Let’s call 3 “‍Randolph‍”. If you freak out while reading this section you should calm down, stop reading this section, call 5 “‍Randolph‍”, and resume reading with the next section.

In order to write clear how-to instructions, many programming languages add in a few things that are rarely used in speech.

There’s nothing that would stop use from using these kinds of phrases with humans, but it would be pretty strange to do so very often.

Freak out.

This paragraph is named “‍Cornflower‍”

Throughout this post I have used a lot of phrases containing finite verbs in the second person: in other words, instructions to you, the reader. “‍Evaluate‍”, “‍reduce‍”, “‍call‍”, “‍go‍”: they all have this form. Eventually, the point of any programming language is to tell the audience (generally a computer) exactly what to do. We use noun phrases and definitions and so on because they are pleasant to write, but eventually it all gets turned into a lot of requests to add things and remember things and send particular voltages along particular wires.

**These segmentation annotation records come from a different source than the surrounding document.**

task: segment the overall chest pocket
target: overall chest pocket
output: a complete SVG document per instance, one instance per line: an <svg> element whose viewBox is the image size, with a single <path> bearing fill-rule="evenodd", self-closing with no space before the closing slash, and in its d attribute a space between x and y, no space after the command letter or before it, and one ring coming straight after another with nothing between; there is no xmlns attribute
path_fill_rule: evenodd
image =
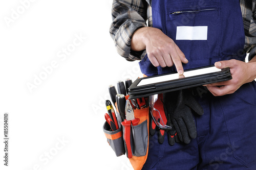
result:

Some languages, such as Haskell, strive really diligently to have only noun phrases, no instructions at all. Others, such as Assembly, use almost only direct instructions. Which one you pick is a matter of choice (often very passionate choice), bu not matter the choice you won’t be writing conversations in code.

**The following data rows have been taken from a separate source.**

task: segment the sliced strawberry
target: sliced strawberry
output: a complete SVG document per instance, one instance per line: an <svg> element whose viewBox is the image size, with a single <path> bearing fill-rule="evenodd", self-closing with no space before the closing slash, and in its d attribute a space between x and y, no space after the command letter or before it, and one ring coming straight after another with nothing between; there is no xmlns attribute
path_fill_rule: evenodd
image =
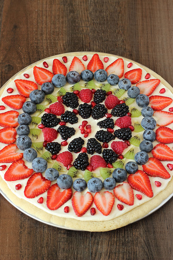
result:
<svg viewBox="0 0 173 260"><path fill-rule="evenodd" d="M47 207L51 210L57 209L71 199L72 196L71 189L64 190L61 192L57 183L55 183L50 187L48 191Z"/></svg>
<svg viewBox="0 0 173 260"><path fill-rule="evenodd" d="M155 90L160 82L160 79L157 79L143 80L136 84L136 87L140 89L140 94L150 96Z"/></svg>
<svg viewBox="0 0 173 260"><path fill-rule="evenodd" d="M162 163L156 158L150 157L148 162L142 165L142 168L149 176L159 177L163 179L169 179L171 177Z"/></svg>
<svg viewBox="0 0 173 260"><path fill-rule="evenodd" d="M0 142L10 144L16 140L16 130L13 127L6 127L0 129Z"/></svg>
<svg viewBox="0 0 173 260"><path fill-rule="evenodd" d="M151 151L153 156L160 161L173 161L173 151L163 144L156 144Z"/></svg>
<svg viewBox="0 0 173 260"><path fill-rule="evenodd" d="M23 160L18 160L12 164L4 174L6 181L11 181L22 180L29 177L32 174L32 169L28 169Z"/></svg>
<svg viewBox="0 0 173 260"><path fill-rule="evenodd" d="M56 74L62 74L65 76L67 71L66 67L57 59L55 59L53 61L52 70L54 75Z"/></svg>
<svg viewBox="0 0 173 260"><path fill-rule="evenodd" d="M111 212L115 199L111 192L96 192L94 197L94 202L97 209L104 216L107 216Z"/></svg>
<svg viewBox="0 0 173 260"><path fill-rule="evenodd" d="M15 128L18 123L17 121L14 119L17 118L19 114L18 112L14 110L1 113L0 114L0 125L4 127L9 127Z"/></svg>
<svg viewBox="0 0 173 260"><path fill-rule="evenodd" d="M6 105L14 109L20 109L26 101L24 96L21 95L12 95L4 96L2 101Z"/></svg>
<svg viewBox="0 0 173 260"><path fill-rule="evenodd" d="M114 188L114 195L118 200L130 206L134 204L134 195L132 188L128 182L123 181L123 184Z"/></svg>
<svg viewBox="0 0 173 260"><path fill-rule="evenodd" d="M141 69L134 69L126 72L124 74L124 77L129 79L132 84L136 84L140 80L142 75Z"/></svg>
<svg viewBox="0 0 173 260"><path fill-rule="evenodd" d="M148 177L143 171L138 170L134 174L130 174L128 182L132 187L142 192L149 198L153 196L153 192Z"/></svg>
<svg viewBox="0 0 173 260"><path fill-rule="evenodd" d="M45 82L51 82L53 74L46 69L35 66L33 73L35 80L39 85L42 85Z"/></svg>
<svg viewBox="0 0 173 260"><path fill-rule="evenodd" d="M99 56L97 53L94 54L91 59L87 66L87 69L89 70L94 73L96 70L99 69L104 68L103 62L99 58Z"/></svg>
<svg viewBox="0 0 173 260"><path fill-rule="evenodd" d="M80 73L82 70L85 69L85 66L77 57L75 56L72 62L71 65L70 66L69 71L75 70Z"/></svg>
<svg viewBox="0 0 173 260"><path fill-rule="evenodd" d="M115 74L120 79L123 76L124 67L123 60L120 58L108 66L105 70L108 75Z"/></svg>
<svg viewBox="0 0 173 260"><path fill-rule="evenodd" d="M23 157L22 153L16 153L18 149L16 144L9 144L0 151L0 163L13 162L15 161L21 159Z"/></svg>
<svg viewBox="0 0 173 260"><path fill-rule="evenodd" d="M25 196L32 198L42 194L48 189L51 181L46 179L41 172L35 172L28 179L24 191Z"/></svg>
<svg viewBox="0 0 173 260"><path fill-rule="evenodd" d="M26 97L29 97L31 92L38 88L36 83L30 80L16 79L14 82L20 94Z"/></svg>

Stop reading. You have reached the end of this blog post.

*-Oriented paradigms

There are lots of things that human languages have but code does not. For example, in the phrase “‍a sweet cake‍” it is not obvious how evaluating that phrase would be different from evaluating “‍a cake‍”. What did the adjective mean?

There are a lot of -oriented languages out there; object-oriented is the most popular, though hardly the only one. One way of thinking about these languages is as efforts to add more parts of human language to code. Interfaces and subclasses, for example, both get at parts of the idea of adjectives. These efforts have varying levels of success; I generally like them once I understand how they map to lower-level ideas, though I often find their almost-but-not-quite approximations of human language confusing at first.

If “‍Randolph‍” ≥ 4, continue reading with paragraph “‍Cornflower‍”.